Every four years, the IUCN World Conservation Congress gathers global decision-makers and groups with local conservation interests under the same roof. The next event will be held in September and will address issues such as those brought up by Brendan Dunford. Dr Hans Friederich, Director of IUCN’s European Regional Office answers his questions:
• How can we make wildlife more relevant to the livelihoods of communities that inhabit our landscapes (e.g. Natura 2000 sites) and less of a burden (as is currently perceived)?
We need to reduce the nuisance factor and that means certain management measures may have to be introduced, regarding population levels, migration patterns, access to human settlements and the like. At the same time, the value of having certain wildlife species in the area can enhance the tourism potential for a site and may even attract media attention. The key is to turn wildlife from a negative factor in the landscape to a positive contribution to rural development.
• How can we best engage an increasingly urbanised society with nature?
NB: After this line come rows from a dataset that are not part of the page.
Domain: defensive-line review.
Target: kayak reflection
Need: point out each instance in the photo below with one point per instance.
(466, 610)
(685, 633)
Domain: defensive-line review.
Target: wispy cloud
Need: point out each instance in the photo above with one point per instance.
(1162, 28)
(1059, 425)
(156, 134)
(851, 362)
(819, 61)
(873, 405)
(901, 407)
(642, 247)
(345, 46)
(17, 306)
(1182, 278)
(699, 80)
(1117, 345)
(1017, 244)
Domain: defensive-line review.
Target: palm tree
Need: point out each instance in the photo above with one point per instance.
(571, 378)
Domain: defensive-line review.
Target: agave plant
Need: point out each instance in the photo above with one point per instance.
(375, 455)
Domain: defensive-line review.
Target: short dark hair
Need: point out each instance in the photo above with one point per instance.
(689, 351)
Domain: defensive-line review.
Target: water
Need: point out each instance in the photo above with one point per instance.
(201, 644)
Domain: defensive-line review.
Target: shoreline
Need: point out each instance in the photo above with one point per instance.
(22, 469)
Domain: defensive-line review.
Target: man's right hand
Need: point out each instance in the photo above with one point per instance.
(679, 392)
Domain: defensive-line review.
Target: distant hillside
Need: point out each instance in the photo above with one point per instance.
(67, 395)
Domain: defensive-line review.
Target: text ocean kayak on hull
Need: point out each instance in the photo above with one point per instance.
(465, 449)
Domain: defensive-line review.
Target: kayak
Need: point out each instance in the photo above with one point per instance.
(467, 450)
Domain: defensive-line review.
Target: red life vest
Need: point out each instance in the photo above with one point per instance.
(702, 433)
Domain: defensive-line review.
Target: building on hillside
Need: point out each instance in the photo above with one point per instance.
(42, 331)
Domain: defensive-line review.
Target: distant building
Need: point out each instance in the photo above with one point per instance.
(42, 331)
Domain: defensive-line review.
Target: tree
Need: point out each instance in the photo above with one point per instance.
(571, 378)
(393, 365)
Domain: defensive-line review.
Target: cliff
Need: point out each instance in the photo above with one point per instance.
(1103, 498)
I would start with the youth. Educational programmes for children in schools, in the press and on television are very important. Even more effective is to organize visits to natural areas, for school pupils to experience the outdoors, to hear the sounds of the forest, to feel nature and to enjoy being outside the city. It has been recognized that early, positive outdoor experiences for children have a profound effect on the way that in adulthood they treat nature and natural resources. The Bavarian Academy for Nature Conservation and Landscape Management in Laufen, Germany, has a fantastic programme “Tiere Live”).
Adults should also be encouraged to visit natural areas and to realize that there are animals and plants nearby. Nature is not only about elephants in Africa! For those who are reluctant, it may be important to create better access and make the experience easier and more rewarding by installing proper signage, information panels and maps to guide the visitors. In Switzerland, for example, this is very well done.
Journalists should be invited to film and write about outdoor experiences, and to interview park wardens, forest rangers and wildlife protection officers, so that people can read and hear about the interesting stories of their daily life.
• What role do you see biodiversity ‘credits’ or ‘offsets’ playing in the management of habitats and wildlife?
Offsetting the destruction of nature by the creation of an alternative natural area is a rather controversial notion, and IUCN does not promote this approach, unless there is no other option to deal with nature conservation. Avoiding damage to flora and fauna, reducing the effects of development and mitigating any negative impacts are more appropriate ways to dealing with changes in land use. Only if there are no other options, should we look at offsetting the damage by alternative means.
One of the most complicated aspects of this is to define the value of a certain area of nature, and to then translate this into a similar value for another area. How do you value a view from a steep cliff? What is the cost of destroying a culturally-significant forest grove? What is the proper replacement of a pond that is a pilgrimage site? These are questions for which there may be no clear answer, and economists will struggle to put a value on these intangible aspects of nature.
We know that our measurements of economic well-being do not take into account the offsets or credits on our environment. The cost of economic growth to nature will be right at the heart of the one of the World Leaders Dialogues, “Green growth: myth or reality?” during the IUCN Congress.